Well, this would be spectacular. Several news outlets are now reporting that Donald Trump, still absolutely fuming over House Speaker Nancy Pelosi asking that he delay his Jan. 29 State of the Union address until the government shutdown is over, is contemplating giving his speech on that day anyway! Maybe not to Congress itself, but somewhere!
According to multiple sources, it remains unclear whether the address scheduled for Jan. 29 will in fact go forward, or what venue it would be in.
This would be wonderful, and we highly encourage it. He could do it from the White House. He could do it from one of his precious rallies. He could do it via videotape, smuggled from Trump to Russia and back to InfoWars. He could do it from a golden Trump Tower toilet, for all we care.
What better way to make the point that Trump is a self-centered, egotistical, narcissistic stub of a man who doesn't give a damn about any consequences of the shutdown other than not being able to give his speech, than for him to insist on television time to whine about it? It would have the added benefit of doing away with the yearly pomp and nonsense of the State of the Nation address, a universally boring and smarmy session of glad-handing self-congratulation.

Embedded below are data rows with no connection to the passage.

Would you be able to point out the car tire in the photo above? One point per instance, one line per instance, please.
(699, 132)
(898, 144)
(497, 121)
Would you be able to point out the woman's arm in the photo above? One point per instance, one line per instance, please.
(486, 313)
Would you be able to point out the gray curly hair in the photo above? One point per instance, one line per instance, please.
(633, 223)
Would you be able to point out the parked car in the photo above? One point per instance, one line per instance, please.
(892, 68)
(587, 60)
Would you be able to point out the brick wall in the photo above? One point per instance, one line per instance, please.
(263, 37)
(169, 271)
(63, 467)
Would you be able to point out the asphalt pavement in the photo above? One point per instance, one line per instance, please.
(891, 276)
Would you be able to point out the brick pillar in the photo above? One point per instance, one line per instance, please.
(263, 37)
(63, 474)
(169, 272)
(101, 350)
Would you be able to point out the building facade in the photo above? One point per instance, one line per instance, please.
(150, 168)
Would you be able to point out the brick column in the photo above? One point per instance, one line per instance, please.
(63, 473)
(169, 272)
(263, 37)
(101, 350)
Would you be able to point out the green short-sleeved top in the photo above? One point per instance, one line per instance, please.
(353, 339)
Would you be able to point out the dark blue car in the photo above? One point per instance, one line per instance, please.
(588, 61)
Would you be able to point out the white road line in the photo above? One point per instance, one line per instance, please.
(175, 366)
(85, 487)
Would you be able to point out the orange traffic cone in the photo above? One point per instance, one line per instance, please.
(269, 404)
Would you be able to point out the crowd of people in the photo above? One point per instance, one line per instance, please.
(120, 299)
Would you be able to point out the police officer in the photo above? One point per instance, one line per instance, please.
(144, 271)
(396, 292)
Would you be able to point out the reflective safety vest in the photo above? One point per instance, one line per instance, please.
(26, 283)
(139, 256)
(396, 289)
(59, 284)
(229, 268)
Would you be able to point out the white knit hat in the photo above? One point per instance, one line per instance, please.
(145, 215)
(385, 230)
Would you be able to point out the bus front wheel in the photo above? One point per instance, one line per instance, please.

Where Trump won't be giving a speech on Jan. 29, unless the government shutdown ends between today and then, is to a joint session of Congress. That would have to be approved by both chambers, which has not happened and which cannot go forward without Pelosi's approval. Neither can Trump use the floor of the Senate: The required resolution inviting him to appear would require a 60-vote threshold (unless Mitch McConnell wants to draft up yet another new Senate rule exclusively for Donald Trump's purposes), and there are not 60 senators willing to polish the blowhard's boots for the sake of a fake State of the Union speech. Fifty, yes. But not 60.
If Speaker Pelosi truly wanted to mess with Trump's ego as he was off giving his State of the Union Replacement Speech, there would be ample ways to do it. There is nothing to say the House cannot be in session during that hour—and it could certainly use the time to vote, once again, to reopen the government over Trump's objections. The House could invite someone else to address the body, that evening; we haven't heard from President Barack Obama lately, and perhaps he would like to come give his own thoughts on the current situation?
It's not likely that Pelosi will do any of those things. It's not necessary, and the spectacle of Trump giving a fake State of the Union, full of rage and/or odd medicated sniffling, is demonstration enough of Trump's single-minded obsession with winning his decision to shutter large parts of the federal government in a demand to get a nonsensical wall that Republicans couldn't muster the votes for in two years of unified rule. Let him give his fake version and be done with it—then the House need not feel pressured to invite him to give a real version after the shutdown ends, and we'll all get an evening of our lives back to do better, less ridiculous things.